You can also skip prompts by passing options as URL parameters:

lpm add "@lpm.dev/acme.ui-kit?component=dialog,button&styling=panda"

Or use defaults with the --yes flag:

lpm add @lpm.dev/acme.ui-kit --yes

See Source Configuration for how authors set up these options.

Smart Import Rewriting

When a source package contains multiple files that import each other, the CLI rewrites internal imports to match your project's alias setup.

After choosing a destination, the CLI asks:

? Import alias for this directory? @/components/design-system

The author's internal imports are rewritten to use your alias:

// Author wrote:
import { cn } from "../../lib/utils"

// You get:
import { cn } from "@/components/design-system/lib/utils"

External imports like react, next/link, and @radix-ui/dialog are never touched.

Swift Projects

lpm add works with Swift projects too.
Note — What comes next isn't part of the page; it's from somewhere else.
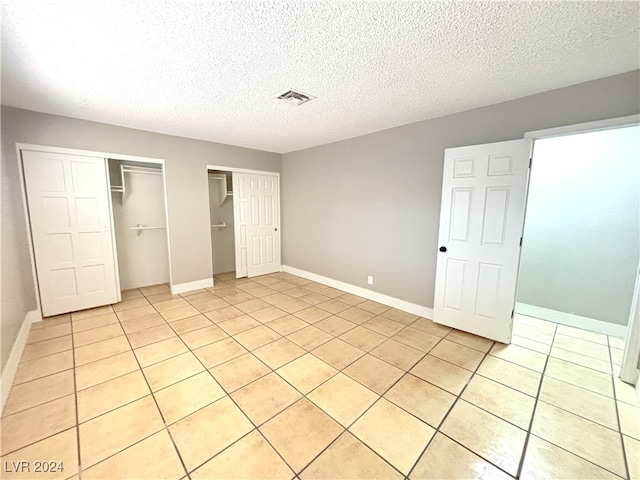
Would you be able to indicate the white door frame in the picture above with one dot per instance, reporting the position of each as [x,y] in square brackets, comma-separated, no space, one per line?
[89,153]
[225,168]
[629,370]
The CLI auto-detects your project type and adapts:

SPM Packages (Package.swift)

If your project has a Package.swift, files are copied into the appropriate Sources/ target directory. SPM auto-discovers new .swift files - no manifest changes needed.

lpm add @lpm.dev/acme.swift-charts
# ✓ Copied to Sources/MyApp/Charts/
# Files will be compiled automatically on next build.

Xcode App Projects (.xcodeproj)

For traditional Xcode projects, the CLI creates a local SPM package inside your project and auto-links it in the .xcodeproj - zero manual Xcode steps:

lpm add @lpm.dev/acme.swift-charts
# ✓ Created Packages/LPMComponents/
# ✓ Copied Charts sources
# ✓ Auto-linked in MyApp.xcodeproj

On first run, the CLI scaffolds Packages/LPMComponents/ with a Package.swift and Sources/ directory. It then programmatically adds the local package reference and product dependency to your .xcodeproj file. Xcode hot-reloads the change - no restart needed.

Subsequent lpm add commands add new targets to the same local package. The linking is idempotent - re-running for an already-linked product is a no-op.

No import rewriting is needed for Swift - import Charts works everywhere.

When to Use Source Delivery

Source delivery works well for:

  • UI components that teams want to customize per project
  • SwiftUI views and layouts you want to own and modify
  • Starter templates and boilerplate code
  • Configuration files that need per-project adjustments
  • Code examples and reference implementations

For Swift library dependencies (logging, networking, etc.), use the Swift Package Registry instead — SPM manages versions and transitive dependencies automatically.

For JavaScript libraries you want to keep updated automatically, use lpm install instead.